A possibility occurred to me. "Catholic?"
She gave me a long look, then shook her head and shut her eyes.
"I'm sorry. You're nice. You're terribly nice in bed. Only now what?"
"I'm not used to this."
"I know, I know. I'm impossible."
"It's not a crime. You're just proving you can't marry this chap."
"What I'm proving is that I can't marry."
"That's absurd. Good God, at your age."
"I'm twenty-three. How old are you?"
"Twenty-five."
"Don't you begin to feel things about yourself you know are you? Are going to be you forever? That's what I feel. I'm going to be a whore forever."
"Come on."
"I tell you what Pete's doing right now. You know, he writes and tells me. 'I took a piece out last Friday and we had a wuzzamaroo.'"
"What's that mean?"
"It means 'and you sleep with anyone you like, too." She stared out of the window. "We lived together, all this spring. You know, we get on, we're like brother and sister when we're out of bed." She gave me a slanting look through the cigarette smoke. "You don't know what it's like waking up with a man you didn't even know this time yesterday. It's losing something. Not just what all girls lose."
"Or gaining something."
"God, what can we gain.
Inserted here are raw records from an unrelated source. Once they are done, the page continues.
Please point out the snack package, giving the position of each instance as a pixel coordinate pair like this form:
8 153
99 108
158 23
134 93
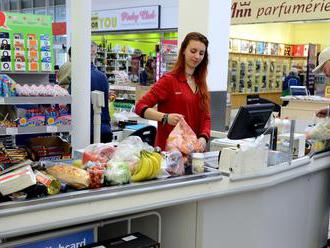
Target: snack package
173 163
183 139
101 153
73 176
96 174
Tell me."
"Experience. Pleasure."
"Did I tell you I love your mouth?"
"Several times."
S
he stubbed the cigarette out and sat back.
"Do you know why I cried just now? Because I'm going to marry him. As soon as he comes back, I'm going to marry him. Because he's all I deserve." She sat leaning back against the wall. The too large shirt, a small female boy with a swollen, hurt face, staring at me, staring at the bedcover, in our silence. "I'm a nympho."
"It's just a phase. You're unhappy."
"I'm unhappy when I stop and think. When I wake up and see what I am."
"Thousands of girls do it."
"I'm not thousands of girls. I'm me." She slipped the shirt over her head, then retreated under the bedclothes. "What's your real name? Your surname?"
"Urfe. U, R, F, E."
"Mine's Kelly. Was your dad really a brigadier?"
"Yes. Just."
She gave a timid mock salute, then reached out a brown arm and took my hand. I sat down beside her.
"Don't you think I'm a tramp?"
Perhaps then, as I was looking at her, so close, I had my choice. I could have said what I was thinking: Yes, you are a tramp, and even worse, you exploit your tramphood, and I wish I'd taken your sister-in-law-to-be's advice. Perhaps if I had been farther away from her, on the other side of the room, in any situation where I could have avoided her eyes, I could have been decisively brutal. But those gray, searching, always candid eyes, by their begging me not to lie, made me lie.
"I like you. Really very much."
"Come back to bed and hold me. Nothing else. Just hold me."
I got into bed and held her. Then for the first time in my life I made love to a woman in tears.
* * *
She was in tears more than once that first Saturday. She went down to see Maggie about five and came back with red eyes. Maggie had told her to get out. Half an hour later Ann, the other girl in the flat, one of those unfortunate women whose faces fall absolutely flat from nostrils to chin, came up. Maggie had gone out and wanted Alison to remove all her things. So we went down and brought them up. I had a talk with Ann. In her quiet, rather prim way she showed more sympathy for Alison than I was expecting; Maggie was evidently and aggressively blind to her brother's faults.